= 2023 South America heat wave =

Heat wave hit in South America

Between July and November 2023, a heat wave hit South America, leading to temperatures in many areas above 95 F in midwinter, often 40–45 F-change degrees above typical. The heat wave was especially severe in northern Argentina and Chile, along neighboring areas in and around the Andes Mountains. Some locations set all-time heat records. Several states also had the hottest September temperatures in history, often reaching more than 40 °C.

In mid-July, Brazil began experiencing elevated temperatures. During the third week of the month, locations in Argentina, Bolivia, Paraguay, and Uruguay set records for July temperatures. There was a heat dome above Paraguay associated with the unusual weather, which was also exacerbated by El Niño and global warming.

Weather historian Maximiliano Herrera stated that "South America is living one of the extreme events the world has ever seen" and "This event is rewriting all climatic books".

On 1 August 2023, Buenos Aires broke a 117 year heat record. Chile saw highs towards 40 °C and Bolivia saw unseasonably high temperatures, while Asunción saw 33 °C.

A heat wave in Brazil started in central and western regions on 7 November, when temperatures reached 42 °C in Mato Grosso do Sul. Over the next few days, it grew in size and intensity, affecting all regions of Brazil, especially the central and central regions: West, Northeast and Southeast.

Mato Grosso do Sul and Minas Gerais have recorded the highest temperatures during the heat wave. The temperatures in both states have exceeded 43 °C for many consecutive days, mainly between 12 and 19 November 2023. The highest temperature observed in the city of Araçuaí in the Vale do Jequitinhonha of Minas Gerais on the 19th was 44.8 °C, which was the highest temperature in Brazil recorded by INMET.

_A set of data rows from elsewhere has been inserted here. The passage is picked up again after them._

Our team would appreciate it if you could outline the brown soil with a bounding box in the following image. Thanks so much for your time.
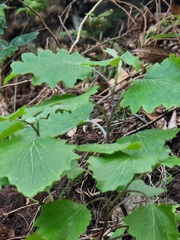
[0,0,180,240]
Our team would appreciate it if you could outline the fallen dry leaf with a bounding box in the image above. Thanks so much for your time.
[133,45,170,63]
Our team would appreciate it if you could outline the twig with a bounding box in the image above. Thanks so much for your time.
[18,0,61,48]
[58,15,74,43]
[69,0,103,54]
[123,107,179,136]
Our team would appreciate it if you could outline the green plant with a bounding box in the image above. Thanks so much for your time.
[17,0,48,15]
[0,0,180,240]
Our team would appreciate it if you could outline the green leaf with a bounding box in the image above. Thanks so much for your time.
[76,142,141,154]
[0,106,26,122]
[0,120,24,140]
[10,32,39,47]
[121,54,180,113]
[105,48,119,58]
[23,87,97,119]
[0,39,8,49]
[35,199,91,240]
[121,51,141,72]
[0,15,7,35]
[39,103,93,137]
[88,152,156,192]
[0,134,77,197]
[5,49,92,87]
[117,129,179,161]
[127,179,164,197]
[0,46,18,61]
[123,204,178,240]
[0,177,9,190]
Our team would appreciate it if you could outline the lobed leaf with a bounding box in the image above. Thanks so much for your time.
[121,54,180,113]
[5,49,92,87]
[33,199,91,240]
[0,131,77,197]
[123,204,178,240]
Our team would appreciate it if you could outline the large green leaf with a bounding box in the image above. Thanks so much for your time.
[35,199,91,240]
[0,32,38,61]
[5,49,92,87]
[23,87,97,119]
[39,103,93,137]
[88,152,156,192]
[123,204,178,240]
[0,120,24,140]
[121,54,180,113]
[117,129,179,161]
[0,134,77,197]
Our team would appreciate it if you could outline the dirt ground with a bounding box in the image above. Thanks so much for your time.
[0,0,180,240]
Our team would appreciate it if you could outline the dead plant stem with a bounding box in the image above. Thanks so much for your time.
[18,0,61,48]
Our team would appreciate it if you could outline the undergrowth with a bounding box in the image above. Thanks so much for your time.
[0,1,180,240]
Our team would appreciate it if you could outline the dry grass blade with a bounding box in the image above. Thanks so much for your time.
[133,45,170,63]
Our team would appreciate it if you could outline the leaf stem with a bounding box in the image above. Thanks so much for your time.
[24,121,40,137]
[69,0,103,54]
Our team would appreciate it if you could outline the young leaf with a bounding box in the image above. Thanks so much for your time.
[123,204,178,240]
[5,49,92,87]
[0,134,77,197]
[88,152,156,192]
[117,129,179,161]
[127,179,164,197]
[0,106,26,122]
[121,54,180,113]
[35,199,91,240]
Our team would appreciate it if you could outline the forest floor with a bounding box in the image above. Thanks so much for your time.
[0,1,180,240]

Brazil experienced three other severe heat waves in August, September, and October, but in November the heat wave was more comprehensive and intense and was determined by MetSul Meteorologia to be the worst in Brazilian history.

== Impact ==
On 17 November 2023, around a thousand people fainted during a show of American singer Taylor Swift's The Eras Tour, held at the Nilton Santos Olympic Stadium, in Rio de Janeiro. Student Ana Clara Benevides Machado suffered a cardiorespiratory arrest and died during the concert. On 18 November, the Eras Tour concert scheduled for that night was postponed until 20 November.